John Milton, one of England’s finest poets, played a small organ as a young man with his family music consort and was considered to have “a most tuneable ear”. Organs are reflected in his poem Il Pensoroso: There let the pealing organ blow, to the full voiced quire below. Considering his musical background Milton would surely have appreciated the evensong service at Portsmouth Cathedral we were privileged to attend in June. He could, quite possibly, have been familiar with the canticles, The First Service – Thomas Weelkes, with men’s voices and organ continuo, as Milton lived until 1674, surviving Weelkes by some fifty years.

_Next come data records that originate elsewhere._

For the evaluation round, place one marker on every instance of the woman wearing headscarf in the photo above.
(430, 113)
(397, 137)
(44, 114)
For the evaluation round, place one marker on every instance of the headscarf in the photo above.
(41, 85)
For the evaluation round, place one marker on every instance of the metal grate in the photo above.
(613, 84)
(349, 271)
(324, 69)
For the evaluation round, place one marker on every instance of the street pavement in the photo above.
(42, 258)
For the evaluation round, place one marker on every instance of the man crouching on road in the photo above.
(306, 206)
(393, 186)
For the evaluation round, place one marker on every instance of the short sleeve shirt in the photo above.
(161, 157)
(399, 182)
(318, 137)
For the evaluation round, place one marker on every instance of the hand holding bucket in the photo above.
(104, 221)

   Of course, Portsmouth is principally noted for its maritime connections and history, but our visit revealed a much broader cultural palette, discovering organs and music of consummate quality. The Cathedral Church of St Thomas, together with its 20th century extensions and embellishments, is an aesthetic delight. The modern Romanesque nave in no way overshadows the essence of the original 1185 Quire with its historic warmth and all-enveloping acoustic that musically enhances and blends voices and instruments into a silken whole. Speaking into this acoustic, the 1861 Nicholson organ, rebuilt with new soundboards and actions, is a delicate yet colourful delectation of English tonality. Providing a contrast, we also visited St Mary’s Church Portsea, which offered a thirty-eight-stop J W Walker organ, built and installed in 1886; an organ for those who enjoy more tonal weight, richness and excitement.

   We are fortunate to have access to venues and instruments not normally accessible to the public, which made our January meeting at Tonbridge School particularly rewarding. Following the disastrous fire, some twenty years ago, the school’s rebuilt Edwardian chapel still retains an impressive grandeur, although the Marcussen & Søn organ, completed in 1995, is a very different animal from the chapel’s original 1909 Binns organ. However, Julian Thomas, the Chapel Organist, gave a revealing demonstration with music by Bach, Vierne and Howells.

  Nothing can compete with Canterbury’s grandeur as we were reminded when we attended evensong at the Cathedral in February. Here a number of members were free to explore the organ following the service, bestowing that extra frisson of excitement.

   In May, Canterbury came to us in the guise of Dr David Flood, who had so kindly agreed to adjudicate at our Organ Festival at Maidstone. Candidate numbers where down on last year, but not in quality and David Flood’s mini master classes and adjudication added to a successful day.

   Many members enjoy our visits to smaller churches, with their unique character and wealth of history, if not particularly large organs. There was much enthusiasm for Minster Abbey, Queenborough and the Ashford villages this spring; and with time to chat and compare notes, these are often the meetings where members unwittingly spread their enthusiasms, the airborne pathogens of contagious excitement circulating amongst the assembled gathering.

   The rewarding interest and pleasure to be derived from such meetings is boundless and our committee commits time, thought and effort to arranging some fascinating visits for us; if you haven’t been to a meeting for a while why not sample what is on offer in the coming months?